Where To Find This Bird:
The American Golden-Plover can be found across North America during the breeding season (mainly on tundra habitats), from Alaska to Newfoundland. During winter months, these birds migrate southwards to South America’s grasslands.
During breeding season American Golden-Plovers live mainly on arctic tundras or open fields close to water sources like lakeshores or wet meadows. They prefer areas with short vegetation cover that permits them easy movement.
American golden-plovers have an omnivorous diet consisting of insects such as flies or beetles when they’re available but also eat snails worms etc., during migration seasons when food scarcity becomes an issue; they tend towards eating seeds instead.

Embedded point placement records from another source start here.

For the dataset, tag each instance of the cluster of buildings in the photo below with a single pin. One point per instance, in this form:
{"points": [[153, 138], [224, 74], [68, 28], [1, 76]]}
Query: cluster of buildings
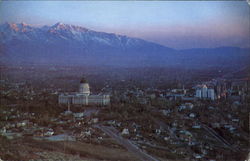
{"points": [[83, 97], [203, 92]]}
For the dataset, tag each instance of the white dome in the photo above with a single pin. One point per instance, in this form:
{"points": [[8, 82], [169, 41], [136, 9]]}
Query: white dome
{"points": [[84, 88]]}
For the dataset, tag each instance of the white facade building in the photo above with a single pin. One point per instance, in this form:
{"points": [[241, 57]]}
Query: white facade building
{"points": [[202, 92], [83, 97], [211, 94], [198, 93]]}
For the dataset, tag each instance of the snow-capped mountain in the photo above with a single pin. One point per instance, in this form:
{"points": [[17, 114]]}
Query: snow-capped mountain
{"points": [[64, 43], [74, 45]]}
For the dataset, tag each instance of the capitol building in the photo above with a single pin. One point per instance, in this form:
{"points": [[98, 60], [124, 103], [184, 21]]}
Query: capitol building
{"points": [[83, 97]]}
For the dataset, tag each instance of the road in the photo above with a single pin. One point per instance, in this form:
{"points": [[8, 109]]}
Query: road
{"points": [[126, 143]]}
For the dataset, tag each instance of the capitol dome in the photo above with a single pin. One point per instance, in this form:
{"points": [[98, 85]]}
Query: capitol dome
{"points": [[84, 87]]}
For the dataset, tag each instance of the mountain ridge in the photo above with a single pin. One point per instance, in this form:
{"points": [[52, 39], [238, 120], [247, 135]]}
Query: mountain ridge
{"points": [[64, 43]]}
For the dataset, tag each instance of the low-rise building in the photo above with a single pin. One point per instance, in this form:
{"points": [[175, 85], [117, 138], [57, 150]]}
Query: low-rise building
{"points": [[83, 97]]}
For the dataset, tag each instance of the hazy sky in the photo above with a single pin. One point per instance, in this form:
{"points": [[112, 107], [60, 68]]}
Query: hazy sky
{"points": [[170, 23]]}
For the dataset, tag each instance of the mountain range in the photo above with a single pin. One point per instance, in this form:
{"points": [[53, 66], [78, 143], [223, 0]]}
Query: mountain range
{"points": [[74, 45]]}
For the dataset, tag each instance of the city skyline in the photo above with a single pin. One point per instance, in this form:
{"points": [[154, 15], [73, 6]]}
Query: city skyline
{"points": [[177, 25]]}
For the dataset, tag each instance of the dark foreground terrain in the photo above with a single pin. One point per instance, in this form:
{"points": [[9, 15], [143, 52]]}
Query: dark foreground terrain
{"points": [[143, 121]]}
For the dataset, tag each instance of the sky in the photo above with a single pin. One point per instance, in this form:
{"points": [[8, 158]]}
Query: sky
{"points": [[175, 24]]}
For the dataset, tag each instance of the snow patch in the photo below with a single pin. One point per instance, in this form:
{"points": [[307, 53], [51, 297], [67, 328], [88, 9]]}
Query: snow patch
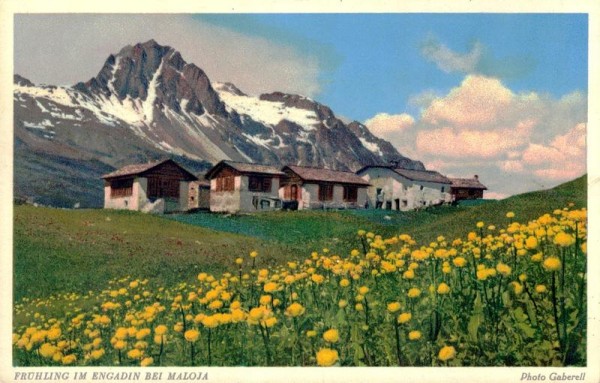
{"points": [[267, 112], [371, 146]]}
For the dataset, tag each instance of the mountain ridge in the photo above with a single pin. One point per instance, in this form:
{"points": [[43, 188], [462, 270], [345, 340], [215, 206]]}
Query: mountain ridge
{"points": [[147, 102]]}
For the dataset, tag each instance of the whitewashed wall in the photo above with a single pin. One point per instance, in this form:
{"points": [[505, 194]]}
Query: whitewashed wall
{"points": [[409, 193]]}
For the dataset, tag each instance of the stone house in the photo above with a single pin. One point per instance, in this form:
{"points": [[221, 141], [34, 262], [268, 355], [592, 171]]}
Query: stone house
{"points": [[317, 188], [395, 188], [155, 187], [244, 187], [466, 188]]}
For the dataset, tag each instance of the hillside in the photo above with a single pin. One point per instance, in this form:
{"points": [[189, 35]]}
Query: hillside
{"points": [[78, 250]]}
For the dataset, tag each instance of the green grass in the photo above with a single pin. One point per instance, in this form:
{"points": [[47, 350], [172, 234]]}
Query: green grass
{"points": [[80, 250]]}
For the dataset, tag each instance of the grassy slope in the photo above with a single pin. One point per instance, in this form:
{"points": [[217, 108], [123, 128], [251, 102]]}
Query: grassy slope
{"points": [[79, 250]]}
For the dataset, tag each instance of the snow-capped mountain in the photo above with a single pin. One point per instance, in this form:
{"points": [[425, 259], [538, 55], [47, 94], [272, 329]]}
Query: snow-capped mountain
{"points": [[147, 103]]}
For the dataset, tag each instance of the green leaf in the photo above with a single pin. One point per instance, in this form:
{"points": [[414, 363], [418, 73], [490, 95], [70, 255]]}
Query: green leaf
{"points": [[531, 312], [526, 329]]}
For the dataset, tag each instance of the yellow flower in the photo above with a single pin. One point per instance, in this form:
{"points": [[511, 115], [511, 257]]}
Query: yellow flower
{"points": [[191, 335], [517, 287], [134, 354], [47, 350], [447, 353], [563, 239], [459, 262], [265, 300], [97, 354], [393, 307], [69, 359], [443, 288], [327, 357], [551, 264], [270, 287], [294, 310], [215, 305], [540, 289], [404, 317], [210, 321], [54, 333], [503, 269], [409, 274], [270, 322], [331, 336], [119, 345], [146, 361], [531, 242]]}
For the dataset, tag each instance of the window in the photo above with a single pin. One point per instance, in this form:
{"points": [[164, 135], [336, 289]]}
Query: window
{"points": [[325, 192], [163, 187], [350, 193], [121, 188], [259, 184], [226, 183]]}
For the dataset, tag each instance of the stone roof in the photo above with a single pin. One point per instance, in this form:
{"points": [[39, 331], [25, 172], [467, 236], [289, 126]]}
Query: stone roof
{"points": [[413, 175], [326, 175], [468, 183], [245, 167], [135, 169]]}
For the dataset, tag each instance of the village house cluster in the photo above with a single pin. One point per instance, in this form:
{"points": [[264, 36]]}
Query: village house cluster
{"points": [[234, 187]]}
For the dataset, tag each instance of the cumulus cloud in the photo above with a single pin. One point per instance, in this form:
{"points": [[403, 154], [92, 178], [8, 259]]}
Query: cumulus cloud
{"points": [[449, 60], [63, 49], [515, 142]]}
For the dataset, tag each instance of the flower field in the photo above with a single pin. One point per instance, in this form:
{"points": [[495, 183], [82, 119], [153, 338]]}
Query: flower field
{"points": [[512, 296]]}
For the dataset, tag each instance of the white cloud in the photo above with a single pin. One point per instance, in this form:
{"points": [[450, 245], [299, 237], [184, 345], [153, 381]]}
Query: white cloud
{"points": [[450, 61], [516, 142], [62, 49]]}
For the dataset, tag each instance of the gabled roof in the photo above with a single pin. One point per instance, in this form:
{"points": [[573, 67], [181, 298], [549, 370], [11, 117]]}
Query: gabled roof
{"points": [[326, 175], [139, 169], [245, 168], [467, 183], [413, 175]]}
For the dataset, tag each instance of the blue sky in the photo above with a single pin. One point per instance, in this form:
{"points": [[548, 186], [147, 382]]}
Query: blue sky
{"points": [[503, 96], [373, 63]]}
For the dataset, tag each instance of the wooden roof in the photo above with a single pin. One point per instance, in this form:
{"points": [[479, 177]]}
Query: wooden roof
{"points": [[244, 168], [326, 175], [414, 175], [467, 183], [140, 169]]}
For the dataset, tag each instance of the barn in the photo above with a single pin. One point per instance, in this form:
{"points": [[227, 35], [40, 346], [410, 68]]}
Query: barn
{"points": [[244, 187], [395, 188], [467, 188], [318, 188], [155, 187]]}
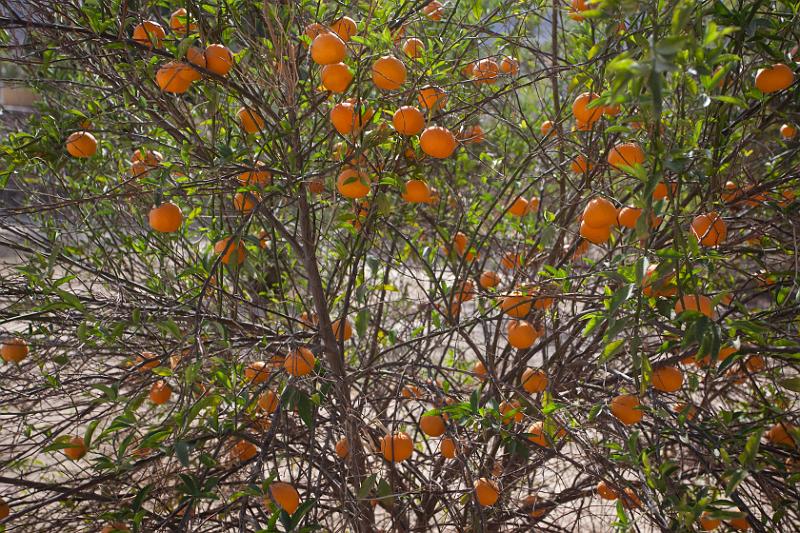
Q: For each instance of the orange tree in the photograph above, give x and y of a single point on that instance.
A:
(360, 266)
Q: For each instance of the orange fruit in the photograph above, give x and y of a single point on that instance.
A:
(388, 73)
(434, 10)
(243, 451)
(516, 304)
(219, 59)
(432, 425)
(413, 47)
(328, 48)
(667, 379)
(179, 22)
(353, 184)
(431, 97)
(408, 120)
(626, 409)
(509, 65)
(345, 28)
(230, 249)
(160, 392)
(342, 333)
(486, 492)
(175, 77)
(628, 216)
(268, 401)
(416, 191)
(581, 110)
(534, 381)
(489, 279)
(257, 176)
(694, 302)
(788, 131)
(166, 218)
(14, 350)
(625, 154)
(485, 71)
(76, 448)
(250, 120)
(342, 448)
(81, 144)
(599, 213)
(149, 33)
(775, 78)
(300, 362)
(285, 495)
(606, 492)
(518, 207)
(522, 334)
(397, 447)
(709, 229)
(336, 77)
(438, 142)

1) The American Golden-Plover travels up to 25k miles every year along one of the world’s longest migratory routes.
2) These birds communicate through various calls varying from whistling sounds “tew-tew” to trilling notes “chirrrrr.”
3) A group of closely-related plovers is called a `congregation.’
In conclusion, if you happen upon one in your field guide do not hesitate because capturing sight of this fascinating avian creature can make even non-birders appreciate nature’s diversity. Whether you spot an American Golden-Plover during migration or in the tundra, take a moment to admire its beauty and wonder at the impressive journey it takes every year.